Yeah, the scream DVD (which I don't much care for based on the in store display) looked fantastic. Actually makes me want to try using it myself someday.


----------



## kevin242 (Sep 30, 2005)

very cool. I love the skeleton with quivering mandible!


----------



## Dr Morbius (Sep 21, 2004)

Thankyou..Alot of oohs and ahhs and "how'd he do that?"'s.

yea that's vol 3.

I have more pics but they came out CRAPPY at night..can barely see em!


----------



## DeathTouch (Sep 6, 2005)

Ok, where did you get the crystal ball?


----------



## TipoDeemin (Oct 8, 2005)

Woah. Just woah! How'd you do the motion on the hanging man? His swaying and kicking looked pretty creepy to me.


----------



## Vlad (Aug 2, 2005)

Way to be Doc. I like it all.


----------



## Dr Morbius (Sep 21, 2004)

DeathTouch said:


> Ok, where did you get the crystal ball?


A fortune teller from the old country was hobbling down a road at night, when I hit her with my car, killing her instantly.

I took the crystal ball, and her father placed a curse on me making me thinner everyday!...sorry 'bout the Stephen King rip-off..

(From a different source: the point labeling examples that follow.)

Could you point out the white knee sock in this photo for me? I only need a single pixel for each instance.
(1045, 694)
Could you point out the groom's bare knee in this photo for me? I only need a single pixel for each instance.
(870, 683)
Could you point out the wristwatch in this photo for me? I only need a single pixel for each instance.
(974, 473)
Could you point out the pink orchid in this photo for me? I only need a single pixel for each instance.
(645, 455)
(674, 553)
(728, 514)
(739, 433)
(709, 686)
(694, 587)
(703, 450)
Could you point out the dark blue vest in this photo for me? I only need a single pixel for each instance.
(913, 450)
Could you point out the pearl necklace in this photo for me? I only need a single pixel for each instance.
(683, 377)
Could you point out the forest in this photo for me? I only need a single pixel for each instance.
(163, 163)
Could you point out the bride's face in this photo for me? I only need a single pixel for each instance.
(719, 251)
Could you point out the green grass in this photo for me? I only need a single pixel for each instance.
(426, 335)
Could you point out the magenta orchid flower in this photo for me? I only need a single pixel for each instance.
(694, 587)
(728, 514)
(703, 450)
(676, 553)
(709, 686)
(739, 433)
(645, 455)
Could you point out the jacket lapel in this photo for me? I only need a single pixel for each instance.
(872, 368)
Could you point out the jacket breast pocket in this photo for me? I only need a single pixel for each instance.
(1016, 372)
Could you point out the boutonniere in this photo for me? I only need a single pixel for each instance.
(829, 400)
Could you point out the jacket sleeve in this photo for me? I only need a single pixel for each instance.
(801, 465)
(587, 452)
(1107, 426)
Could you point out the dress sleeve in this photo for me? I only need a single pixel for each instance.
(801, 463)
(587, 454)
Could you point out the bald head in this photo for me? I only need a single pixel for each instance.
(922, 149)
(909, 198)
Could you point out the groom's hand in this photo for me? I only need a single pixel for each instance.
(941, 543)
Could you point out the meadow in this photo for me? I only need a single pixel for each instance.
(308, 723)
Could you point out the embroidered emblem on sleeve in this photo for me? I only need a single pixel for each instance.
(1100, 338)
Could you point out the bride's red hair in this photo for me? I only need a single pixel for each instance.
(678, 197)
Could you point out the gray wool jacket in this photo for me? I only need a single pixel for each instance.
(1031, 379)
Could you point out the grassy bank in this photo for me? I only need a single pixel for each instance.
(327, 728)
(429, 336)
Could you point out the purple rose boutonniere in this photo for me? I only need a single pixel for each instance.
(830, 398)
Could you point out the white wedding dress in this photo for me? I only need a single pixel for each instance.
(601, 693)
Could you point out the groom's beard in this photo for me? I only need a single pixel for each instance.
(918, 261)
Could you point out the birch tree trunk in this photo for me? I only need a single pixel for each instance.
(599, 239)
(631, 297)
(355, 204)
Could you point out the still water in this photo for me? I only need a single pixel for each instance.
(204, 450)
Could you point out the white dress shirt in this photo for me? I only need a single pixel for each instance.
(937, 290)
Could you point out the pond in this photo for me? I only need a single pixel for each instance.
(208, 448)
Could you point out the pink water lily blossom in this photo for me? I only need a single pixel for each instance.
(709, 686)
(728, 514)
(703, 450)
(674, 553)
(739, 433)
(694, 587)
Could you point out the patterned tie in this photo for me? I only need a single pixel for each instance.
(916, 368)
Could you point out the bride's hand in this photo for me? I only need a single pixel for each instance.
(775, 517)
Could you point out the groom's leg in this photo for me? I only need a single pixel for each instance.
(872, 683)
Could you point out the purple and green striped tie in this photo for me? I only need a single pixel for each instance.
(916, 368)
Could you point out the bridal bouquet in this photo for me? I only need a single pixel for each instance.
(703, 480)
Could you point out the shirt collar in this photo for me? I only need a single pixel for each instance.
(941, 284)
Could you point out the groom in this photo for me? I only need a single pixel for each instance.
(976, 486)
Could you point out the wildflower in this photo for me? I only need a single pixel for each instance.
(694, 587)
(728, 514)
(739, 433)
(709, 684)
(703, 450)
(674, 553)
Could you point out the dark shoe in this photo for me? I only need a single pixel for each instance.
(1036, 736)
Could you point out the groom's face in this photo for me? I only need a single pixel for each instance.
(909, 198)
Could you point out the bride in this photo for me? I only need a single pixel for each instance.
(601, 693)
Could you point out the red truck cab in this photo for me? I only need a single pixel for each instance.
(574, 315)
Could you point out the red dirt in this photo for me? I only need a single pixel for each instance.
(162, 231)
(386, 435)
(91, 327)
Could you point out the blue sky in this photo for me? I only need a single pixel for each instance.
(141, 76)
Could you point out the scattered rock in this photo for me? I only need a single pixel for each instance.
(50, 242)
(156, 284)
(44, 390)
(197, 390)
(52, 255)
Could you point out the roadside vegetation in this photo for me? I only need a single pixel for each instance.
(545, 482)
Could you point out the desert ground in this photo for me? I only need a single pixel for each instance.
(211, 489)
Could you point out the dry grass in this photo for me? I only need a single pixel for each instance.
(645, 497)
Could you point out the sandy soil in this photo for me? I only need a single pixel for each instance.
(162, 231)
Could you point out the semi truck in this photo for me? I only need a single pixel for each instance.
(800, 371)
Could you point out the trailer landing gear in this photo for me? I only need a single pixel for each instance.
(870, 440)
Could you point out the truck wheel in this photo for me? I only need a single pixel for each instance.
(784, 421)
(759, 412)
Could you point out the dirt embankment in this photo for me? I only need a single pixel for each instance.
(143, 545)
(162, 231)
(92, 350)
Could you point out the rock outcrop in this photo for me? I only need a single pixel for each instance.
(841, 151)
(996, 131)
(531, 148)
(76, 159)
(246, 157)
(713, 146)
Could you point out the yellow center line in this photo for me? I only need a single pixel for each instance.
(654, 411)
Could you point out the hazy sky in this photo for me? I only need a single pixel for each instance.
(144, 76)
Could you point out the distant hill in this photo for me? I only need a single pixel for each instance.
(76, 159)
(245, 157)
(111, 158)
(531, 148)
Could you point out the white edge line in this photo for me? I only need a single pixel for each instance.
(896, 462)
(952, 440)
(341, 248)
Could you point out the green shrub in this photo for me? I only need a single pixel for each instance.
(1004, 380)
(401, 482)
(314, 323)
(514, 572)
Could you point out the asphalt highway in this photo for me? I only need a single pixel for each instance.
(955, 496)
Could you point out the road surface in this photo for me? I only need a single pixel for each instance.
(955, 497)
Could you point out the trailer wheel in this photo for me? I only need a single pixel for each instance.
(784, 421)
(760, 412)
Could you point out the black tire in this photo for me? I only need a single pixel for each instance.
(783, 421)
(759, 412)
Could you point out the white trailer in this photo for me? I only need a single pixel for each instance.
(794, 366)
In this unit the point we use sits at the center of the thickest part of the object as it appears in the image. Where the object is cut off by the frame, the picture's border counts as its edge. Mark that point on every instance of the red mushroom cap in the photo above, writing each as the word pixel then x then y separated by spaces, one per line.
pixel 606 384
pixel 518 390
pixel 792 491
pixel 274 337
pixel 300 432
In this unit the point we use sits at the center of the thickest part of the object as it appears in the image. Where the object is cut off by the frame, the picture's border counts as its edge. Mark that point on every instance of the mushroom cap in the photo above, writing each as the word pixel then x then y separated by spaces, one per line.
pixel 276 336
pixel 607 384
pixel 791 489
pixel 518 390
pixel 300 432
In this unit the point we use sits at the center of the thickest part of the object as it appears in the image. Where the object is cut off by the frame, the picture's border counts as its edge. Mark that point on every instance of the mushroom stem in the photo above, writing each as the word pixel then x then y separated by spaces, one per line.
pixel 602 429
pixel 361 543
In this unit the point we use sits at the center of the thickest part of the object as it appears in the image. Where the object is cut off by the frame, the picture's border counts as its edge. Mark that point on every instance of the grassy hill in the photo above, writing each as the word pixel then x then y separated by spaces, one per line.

Really, it is a DVD of a crystal ball..I think they stopped selling them though.
Not many people want to mess with turning a TV upside down, or building a cabinet to hold the setup.


----------



## Dr Morbius (Sep 21, 2004)

TipoDeemin said:


> Woah. Just woah! How'd you do the motion on the hanging man? His swaying and kicking looked pretty creepy to me.


Thanks..Too kind!

It's just a PVC armature with a windshield wiper motor in it to make the legs kick..I have a new Web host, and will put a link to it here as soon as I can..Alot of people ask me about my props, and I am only too happy to put How-to's on my site. Stay tuned!


----------